SSTA is also employed by Intel in its Quartus Prime software to mitigate the effect of random variation on longer paths [3]. By discounting the minimum/maximum delay spread on these paths, the FPGA performance reported by STA may increase. There are two main categories of SSTA techniques–path-based and block-based.

1. 1.

   Path-based

   In path-based STA technique, critical path is searched in an exhaustive way. The statistical calculation is simple, but the paths of interest must be identified prior to running the analysis [4,5,6].

2. 2.

   Block-based

   In block-based STA technique, the circuit timing graph is traversed in a topological manner. In [7], two basic graph traversal algorithms–depth first search (DFS) and breadth first search (BFS) are applied to STA module and the runtime efficiencies is compared by testing a large number of sequential circuit instances. The conclusion is that BFS algorithm can implement STA module more efficiently than DFS algorithm. Due to its runtime advantage, many research [8,9,10,11] and commercial efforts have taken the block-based approach. The advantage is completeness, and no need for path selection, however, to compute statistical max (or min) of random variables is not trivial.
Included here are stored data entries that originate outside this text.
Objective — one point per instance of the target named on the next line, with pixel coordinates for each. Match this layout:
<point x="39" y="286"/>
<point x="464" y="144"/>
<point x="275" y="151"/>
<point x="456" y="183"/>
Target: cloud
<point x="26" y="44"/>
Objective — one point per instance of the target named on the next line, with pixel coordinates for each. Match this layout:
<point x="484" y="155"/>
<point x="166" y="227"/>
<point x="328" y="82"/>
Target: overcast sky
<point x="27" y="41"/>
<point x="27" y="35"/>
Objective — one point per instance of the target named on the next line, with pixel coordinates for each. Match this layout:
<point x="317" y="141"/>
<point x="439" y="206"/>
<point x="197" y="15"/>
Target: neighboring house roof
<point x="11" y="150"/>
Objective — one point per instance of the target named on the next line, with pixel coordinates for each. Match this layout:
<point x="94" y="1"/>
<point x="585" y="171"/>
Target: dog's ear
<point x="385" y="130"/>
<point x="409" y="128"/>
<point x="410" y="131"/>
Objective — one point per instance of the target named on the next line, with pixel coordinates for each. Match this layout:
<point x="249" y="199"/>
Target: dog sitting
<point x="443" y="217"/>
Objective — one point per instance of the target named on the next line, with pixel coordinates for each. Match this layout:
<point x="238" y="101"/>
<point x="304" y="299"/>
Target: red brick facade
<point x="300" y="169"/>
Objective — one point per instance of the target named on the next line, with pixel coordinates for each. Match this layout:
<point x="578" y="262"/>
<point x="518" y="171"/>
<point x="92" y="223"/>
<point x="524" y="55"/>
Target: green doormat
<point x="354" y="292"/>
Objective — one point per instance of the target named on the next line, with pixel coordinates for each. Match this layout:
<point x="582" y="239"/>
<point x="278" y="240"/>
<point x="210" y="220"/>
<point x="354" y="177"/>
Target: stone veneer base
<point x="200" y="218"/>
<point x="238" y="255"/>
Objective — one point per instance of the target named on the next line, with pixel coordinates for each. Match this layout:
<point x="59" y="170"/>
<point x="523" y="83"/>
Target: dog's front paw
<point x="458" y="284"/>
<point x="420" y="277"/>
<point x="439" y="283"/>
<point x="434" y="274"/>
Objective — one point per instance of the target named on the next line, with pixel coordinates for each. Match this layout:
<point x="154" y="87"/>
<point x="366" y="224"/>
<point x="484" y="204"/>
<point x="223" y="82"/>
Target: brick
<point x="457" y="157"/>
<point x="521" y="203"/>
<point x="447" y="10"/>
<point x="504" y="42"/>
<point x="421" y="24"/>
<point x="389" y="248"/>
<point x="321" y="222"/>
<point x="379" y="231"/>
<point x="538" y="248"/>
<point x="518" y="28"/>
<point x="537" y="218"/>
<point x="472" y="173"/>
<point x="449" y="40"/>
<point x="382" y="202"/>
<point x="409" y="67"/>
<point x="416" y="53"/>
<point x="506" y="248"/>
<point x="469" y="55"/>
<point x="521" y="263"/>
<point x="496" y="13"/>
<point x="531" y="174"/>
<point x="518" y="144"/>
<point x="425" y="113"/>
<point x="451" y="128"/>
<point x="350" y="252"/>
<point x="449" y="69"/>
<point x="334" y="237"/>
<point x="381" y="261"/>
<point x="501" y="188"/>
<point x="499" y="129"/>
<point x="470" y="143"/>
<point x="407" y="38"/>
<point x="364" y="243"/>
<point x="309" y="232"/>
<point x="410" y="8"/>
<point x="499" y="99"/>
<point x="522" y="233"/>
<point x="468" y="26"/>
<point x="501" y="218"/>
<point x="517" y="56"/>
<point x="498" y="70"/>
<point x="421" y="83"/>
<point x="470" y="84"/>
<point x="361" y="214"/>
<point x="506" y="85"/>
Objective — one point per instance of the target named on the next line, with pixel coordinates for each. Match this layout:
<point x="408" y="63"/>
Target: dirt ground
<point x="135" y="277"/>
The choice of using path-based analysis or block-based analysis depends on several factors, such as the design complexity, stage, and goal. Generally, path-based analysis is more suitable for small or medium-sized designs, where the number of paths is manageable and the accuracy is important. It can also be used for final verification or optimization, where the timing margins are tight and the details are needed. On the other hand, block-based analysis is more suitable for large designs, where the number of paths is overwhelming and the runtime is important. It can also be used for FPGA architecture exploration, where the timing budget is loose and the trends are sufficient.
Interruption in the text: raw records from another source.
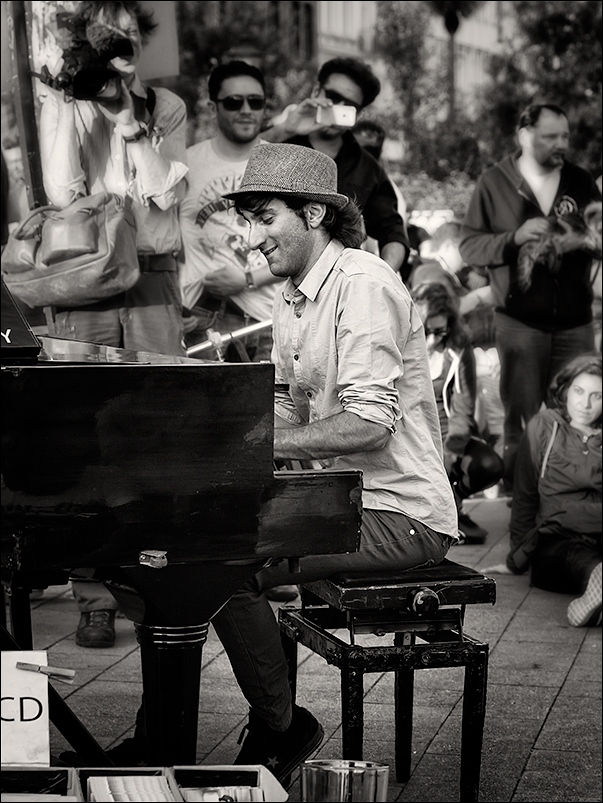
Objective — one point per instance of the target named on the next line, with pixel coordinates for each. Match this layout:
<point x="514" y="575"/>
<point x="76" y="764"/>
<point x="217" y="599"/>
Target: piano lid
<point x="19" y="344"/>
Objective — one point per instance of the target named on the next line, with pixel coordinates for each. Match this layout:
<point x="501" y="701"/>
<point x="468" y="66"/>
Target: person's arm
<point x="296" y="120"/>
<point x="482" y="242"/>
<point x="229" y="280"/>
<point x="343" y="433"/>
<point x="385" y="224"/>
<point x="461" y="422"/>
<point x="63" y="174"/>
<point x="394" y="254"/>
<point x="370" y="318"/>
<point x="160" y="166"/>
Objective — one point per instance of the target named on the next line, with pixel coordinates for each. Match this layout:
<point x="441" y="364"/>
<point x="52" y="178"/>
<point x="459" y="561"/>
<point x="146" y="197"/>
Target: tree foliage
<point x="432" y="142"/>
<point x="555" y="58"/>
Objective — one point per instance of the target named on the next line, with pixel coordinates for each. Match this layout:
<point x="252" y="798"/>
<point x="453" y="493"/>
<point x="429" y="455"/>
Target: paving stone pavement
<point x="542" y="739"/>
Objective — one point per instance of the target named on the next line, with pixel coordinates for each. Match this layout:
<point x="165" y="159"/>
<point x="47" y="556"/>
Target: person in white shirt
<point x="225" y="285"/>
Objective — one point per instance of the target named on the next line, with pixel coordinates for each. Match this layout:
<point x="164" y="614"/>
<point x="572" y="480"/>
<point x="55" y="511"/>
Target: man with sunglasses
<point x="225" y="285"/>
<point x="349" y="82"/>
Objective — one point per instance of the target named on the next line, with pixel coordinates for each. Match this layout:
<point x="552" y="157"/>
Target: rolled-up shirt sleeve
<point x="168" y="138"/>
<point x="369" y="358"/>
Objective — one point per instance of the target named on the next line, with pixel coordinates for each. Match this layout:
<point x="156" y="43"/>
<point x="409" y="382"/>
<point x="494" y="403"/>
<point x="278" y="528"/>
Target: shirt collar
<point x="317" y="275"/>
<point x="137" y="88"/>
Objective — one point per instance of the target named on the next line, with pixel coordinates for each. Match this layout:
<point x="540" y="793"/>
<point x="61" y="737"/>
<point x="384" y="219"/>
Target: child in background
<point x="556" y="513"/>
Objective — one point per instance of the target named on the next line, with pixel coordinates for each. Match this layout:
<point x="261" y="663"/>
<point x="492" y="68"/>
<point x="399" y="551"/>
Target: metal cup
<point x="342" y="781"/>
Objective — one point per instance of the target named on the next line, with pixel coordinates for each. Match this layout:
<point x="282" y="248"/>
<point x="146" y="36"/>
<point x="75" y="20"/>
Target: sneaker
<point x="280" y="752"/>
<point x="282" y="593"/>
<point x="474" y="534"/>
<point x="128" y="753"/>
<point x="586" y="610"/>
<point x="96" y="629"/>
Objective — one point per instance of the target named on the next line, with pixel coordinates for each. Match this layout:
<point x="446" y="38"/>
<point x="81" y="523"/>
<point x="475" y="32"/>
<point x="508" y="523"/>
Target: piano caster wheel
<point x="154" y="558"/>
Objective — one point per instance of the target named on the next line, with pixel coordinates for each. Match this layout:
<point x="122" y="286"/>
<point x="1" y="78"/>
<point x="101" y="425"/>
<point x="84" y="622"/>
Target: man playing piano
<point x="353" y="391"/>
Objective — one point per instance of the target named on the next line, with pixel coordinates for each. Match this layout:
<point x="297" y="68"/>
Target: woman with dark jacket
<point x="556" y="514"/>
<point x="471" y="463"/>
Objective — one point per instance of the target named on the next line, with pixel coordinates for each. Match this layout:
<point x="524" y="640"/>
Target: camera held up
<point x="88" y="49"/>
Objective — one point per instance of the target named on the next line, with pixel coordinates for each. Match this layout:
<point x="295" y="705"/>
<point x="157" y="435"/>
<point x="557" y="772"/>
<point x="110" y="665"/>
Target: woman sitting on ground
<point x="471" y="463"/>
<point x="556" y="513"/>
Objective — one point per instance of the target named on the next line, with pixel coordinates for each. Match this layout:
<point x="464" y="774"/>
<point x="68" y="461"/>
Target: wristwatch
<point x="142" y="132"/>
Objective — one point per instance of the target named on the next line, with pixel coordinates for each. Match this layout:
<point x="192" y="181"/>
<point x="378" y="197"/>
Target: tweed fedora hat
<point x="293" y="170"/>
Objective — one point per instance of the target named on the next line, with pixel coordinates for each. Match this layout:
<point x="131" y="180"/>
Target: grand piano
<point x="158" y="473"/>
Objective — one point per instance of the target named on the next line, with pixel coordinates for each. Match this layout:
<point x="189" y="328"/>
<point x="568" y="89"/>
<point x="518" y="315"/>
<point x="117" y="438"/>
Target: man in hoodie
<point x="545" y="321"/>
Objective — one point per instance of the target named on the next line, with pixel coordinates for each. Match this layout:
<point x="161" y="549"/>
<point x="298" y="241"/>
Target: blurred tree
<point x="450" y="11"/>
<point x="433" y="142"/>
<point x="555" y="57"/>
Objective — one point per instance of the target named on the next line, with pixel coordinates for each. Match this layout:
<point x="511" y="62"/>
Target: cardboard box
<point x="42" y="783"/>
<point x="254" y="775"/>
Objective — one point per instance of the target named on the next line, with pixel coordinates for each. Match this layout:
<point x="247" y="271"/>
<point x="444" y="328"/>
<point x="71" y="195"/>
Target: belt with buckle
<point x="157" y="262"/>
<point x="220" y="305"/>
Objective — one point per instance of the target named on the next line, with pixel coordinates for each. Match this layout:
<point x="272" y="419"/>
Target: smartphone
<point x="344" y="116"/>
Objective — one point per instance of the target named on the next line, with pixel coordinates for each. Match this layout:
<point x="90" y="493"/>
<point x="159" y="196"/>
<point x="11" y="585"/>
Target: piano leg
<point x="171" y="668"/>
<point x="166" y="606"/>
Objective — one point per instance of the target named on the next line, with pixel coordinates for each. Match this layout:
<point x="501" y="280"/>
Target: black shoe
<point x="280" y="752"/>
<point x="474" y="534"/>
<point x="96" y="629"/>
<point x="128" y="753"/>
<point x="283" y="593"/>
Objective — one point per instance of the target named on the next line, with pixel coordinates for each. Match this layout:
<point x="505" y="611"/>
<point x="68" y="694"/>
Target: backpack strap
<point x="151" y="100"/>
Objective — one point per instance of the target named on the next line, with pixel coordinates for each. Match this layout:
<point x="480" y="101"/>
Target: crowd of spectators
<point x="506" y="293"/>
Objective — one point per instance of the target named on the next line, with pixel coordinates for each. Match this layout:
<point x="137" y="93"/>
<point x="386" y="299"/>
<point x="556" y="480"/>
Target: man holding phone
<point x="323" y="121"/>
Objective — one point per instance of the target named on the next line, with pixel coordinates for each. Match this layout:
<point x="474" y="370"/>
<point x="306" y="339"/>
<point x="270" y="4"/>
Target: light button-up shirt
<point x="349" y="338"/>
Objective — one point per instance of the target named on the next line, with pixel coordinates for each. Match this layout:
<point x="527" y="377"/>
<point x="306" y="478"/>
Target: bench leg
<point x="474" y="713"/>
<point x="404" y="681"/>
<point x="290" y="650"/>
<point x="352" y="711"/>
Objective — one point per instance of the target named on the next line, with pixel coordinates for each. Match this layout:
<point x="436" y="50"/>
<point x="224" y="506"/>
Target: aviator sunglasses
<point x="437" y="332"/>
<point x="331" y="94"/>
<point x="234" y="103"/>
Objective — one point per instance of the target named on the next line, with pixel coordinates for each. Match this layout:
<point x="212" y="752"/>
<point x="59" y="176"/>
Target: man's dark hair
<point x="110" y="10"/>
<point x="371" y="136"/>
<point x="441" y="301"/>
<point x="358" y="71"/>
<point x="232" y="70"/>
<point x="531" y="115"/>
<point x="345" y="224"/>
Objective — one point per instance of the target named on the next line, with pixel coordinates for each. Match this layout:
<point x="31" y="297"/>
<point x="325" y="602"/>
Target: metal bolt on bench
<point x="426" y="604"/>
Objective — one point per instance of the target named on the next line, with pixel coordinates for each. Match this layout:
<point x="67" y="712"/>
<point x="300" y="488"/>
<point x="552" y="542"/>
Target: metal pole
<point x="224" y="339"/>
<point x="18" y="14"/>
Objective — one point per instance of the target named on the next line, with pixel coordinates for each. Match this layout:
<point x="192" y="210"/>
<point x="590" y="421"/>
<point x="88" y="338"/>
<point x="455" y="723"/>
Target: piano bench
<point x="426" y="604"/>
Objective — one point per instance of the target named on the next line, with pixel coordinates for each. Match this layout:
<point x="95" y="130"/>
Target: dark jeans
<point x="563" y="562"/>
<point x="529" y="359"/>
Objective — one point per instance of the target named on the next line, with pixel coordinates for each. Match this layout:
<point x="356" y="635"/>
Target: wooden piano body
<point x="160" y="476"/>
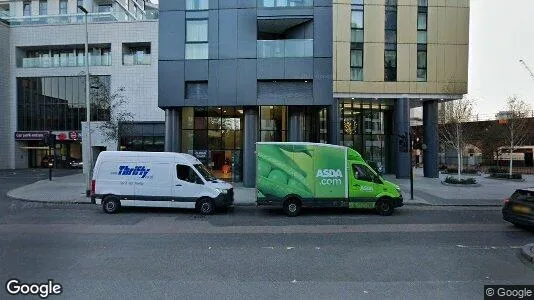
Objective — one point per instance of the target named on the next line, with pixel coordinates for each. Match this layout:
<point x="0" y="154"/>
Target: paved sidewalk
<point x="427" y="191"/>
<point x="489" y="192"/>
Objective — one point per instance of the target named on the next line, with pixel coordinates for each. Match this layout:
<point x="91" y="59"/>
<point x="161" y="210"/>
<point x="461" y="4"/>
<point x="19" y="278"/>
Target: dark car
<point x="74" y="163"/>
<point x="519" y="208"/>
<point x="47" y="161"/>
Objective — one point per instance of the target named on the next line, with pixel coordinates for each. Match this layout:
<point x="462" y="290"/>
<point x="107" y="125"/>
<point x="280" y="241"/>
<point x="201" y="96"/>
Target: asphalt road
<point x="418" y="253"/>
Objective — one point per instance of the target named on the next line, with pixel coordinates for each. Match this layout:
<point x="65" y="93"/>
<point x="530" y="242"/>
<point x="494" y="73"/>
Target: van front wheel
<point x="292" y="207"/>
<point x="206" y="206"/>
<point x="111" y="204"/>
<point x="384" y="207"/>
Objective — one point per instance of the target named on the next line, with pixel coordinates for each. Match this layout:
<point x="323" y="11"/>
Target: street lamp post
<point x="87" y="100"/>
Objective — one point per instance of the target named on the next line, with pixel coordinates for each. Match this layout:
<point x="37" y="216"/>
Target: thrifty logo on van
<point x="135" y="171"/>
<point x="330" y="176"/>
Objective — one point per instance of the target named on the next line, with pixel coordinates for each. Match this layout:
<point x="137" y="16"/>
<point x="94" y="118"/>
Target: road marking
<point x="488" y="247"/>
<point x="201" y="227"/>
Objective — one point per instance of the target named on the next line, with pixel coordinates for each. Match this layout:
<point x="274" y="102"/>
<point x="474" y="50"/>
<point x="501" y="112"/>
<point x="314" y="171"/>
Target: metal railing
<point x="284" y="3"/>
<point x="136" y="59"/>
<point x="285" y="48"/>
<point x="69" y="61"/>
In some cases, it could be more optimized to combine both techniques and use them in different stages or levels of the design. For example, one can use block-based analysis for the system-level design, where the blocks are abstracted and the overall timing is estimated. Then, one can use path-based analysis for the block-level design, where the paths are detailed. The balance between accuracy and efficiency can be obtained in this way [12].

3 Summary and Trends

The state-of-the-art STA engines still can not replace DTA (simulation) completely because there are some aspects of timing verification that cannot yet be completely captured and verified in STA [13]. Some of these limitations include:

1. 1.

   Inaccurate timing models

   The timing models used in FPGA STA may not accurately represent the behavior of the actual circuit due to the complexity of the FPGA architecture.

2. 2.

   Lack of support for dynamic circuits

   FPGA STA assumes that the circuit is static and does not take into account dynamic circuits such as state machines or circuits with feedback paths.

3. 3.

   Impact of environmental conditions

   FPGA STA assumes ideal environmental conditions, such as constant temperature and voltage, which may not hold true in the real world.
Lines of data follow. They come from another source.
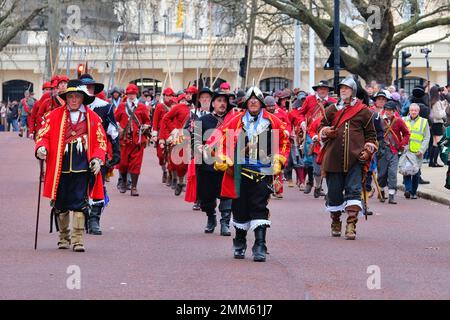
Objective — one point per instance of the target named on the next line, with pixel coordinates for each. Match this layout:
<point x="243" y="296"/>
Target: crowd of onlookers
<point x="430" y="103"/>
<point x="14" y="114"/>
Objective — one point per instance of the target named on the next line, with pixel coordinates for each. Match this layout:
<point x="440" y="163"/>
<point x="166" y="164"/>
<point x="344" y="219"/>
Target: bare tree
<point x="372" y="52"/>
<point x="11" y="23"/>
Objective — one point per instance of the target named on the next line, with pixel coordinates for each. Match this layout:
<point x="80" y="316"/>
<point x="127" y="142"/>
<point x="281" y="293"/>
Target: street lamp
<point x="426" y="52"/>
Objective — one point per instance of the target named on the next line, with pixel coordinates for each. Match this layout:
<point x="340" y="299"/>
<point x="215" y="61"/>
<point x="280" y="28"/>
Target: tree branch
<point x="9" y="11"/>
<point x="403" y="26"/>
<point x="20" y="26"/>
<point x="419" y="44"/>
<point x="420" y="26"/>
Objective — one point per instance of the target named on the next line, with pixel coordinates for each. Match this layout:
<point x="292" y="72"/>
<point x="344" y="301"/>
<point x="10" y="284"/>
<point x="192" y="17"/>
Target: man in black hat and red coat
<point x="312" y="109"/>
<point x="73" y="143"/>
<point x="105" y="111"/>
<point x="209" y="181"/>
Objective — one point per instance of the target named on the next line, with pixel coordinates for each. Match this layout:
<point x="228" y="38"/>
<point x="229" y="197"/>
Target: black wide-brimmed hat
<point x="323" y="83"/>
<point x="88" y="80"/>
<point x="220" y="93"/>
<point x="390" y="105"/>
<point x="205" y="90"/>
<point x="418" y="92"/>
<point x="253" y="91"/>
<point x="76" y="85"/>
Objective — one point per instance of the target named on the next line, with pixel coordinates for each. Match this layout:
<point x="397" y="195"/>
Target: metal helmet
<point x="351" y="83"/>
<point x="253" y="91"/>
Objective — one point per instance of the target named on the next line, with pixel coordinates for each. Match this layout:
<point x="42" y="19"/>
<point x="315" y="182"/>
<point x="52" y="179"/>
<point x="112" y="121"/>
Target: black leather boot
<point x="94" y="220"/>
<point x="392" y="199"/>
<point x="240" y="244"/>
<point x="211" y="223"/>
<point x="225" y="224"/>
<point x="447" y="181"/>
<point x="259" y="248"/>
<point x="123" y="183"/>
<point x="134" y="180"/>
<point x="178" y="189"/>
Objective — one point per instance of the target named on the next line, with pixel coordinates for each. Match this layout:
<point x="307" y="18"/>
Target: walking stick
<point x="377" y="186"/>
<point x="41" y="165"/>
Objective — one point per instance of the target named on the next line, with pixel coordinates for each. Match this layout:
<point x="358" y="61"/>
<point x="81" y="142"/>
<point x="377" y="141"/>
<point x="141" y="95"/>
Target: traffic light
<point x="80" y="70"/>
<point x="243" y="64"/>
<point x="405" y="63"/>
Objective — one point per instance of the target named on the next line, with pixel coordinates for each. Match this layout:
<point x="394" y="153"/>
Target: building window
<point x="275" y="83"/>
<point x="15" y="89"/>
<point x="411" y="82"/>
<point x="409" y="11"/>
<point x="149" y="84"/>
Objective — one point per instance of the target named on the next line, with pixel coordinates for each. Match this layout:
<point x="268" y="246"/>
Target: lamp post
<point x="337" y="45"/>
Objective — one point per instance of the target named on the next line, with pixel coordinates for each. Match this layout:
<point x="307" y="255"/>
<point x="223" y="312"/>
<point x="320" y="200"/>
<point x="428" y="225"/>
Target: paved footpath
<point x="154" y="247"/>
Although FPGA STA has been matured for many years, it still benefits from emerging technologies. The following are some of the recent trends in FPGA STA:

1. 1.

   Parallel acceleration

   Parallel STA on different computing platforms is one of the researching hot spots, such as multi-core CPUs [4, 14,15,16,17] and GPUs [16, 18].

2. 2.

   AI (machine learning) acceleration

   ML algorithms are increasingly being used to analyze the timing characteristics of FPGA designs [19,20,21]. ML-based timing analysis can quickly identify critical paths in the design, predict the timing behavior of the design, and optimize the design for timing performance.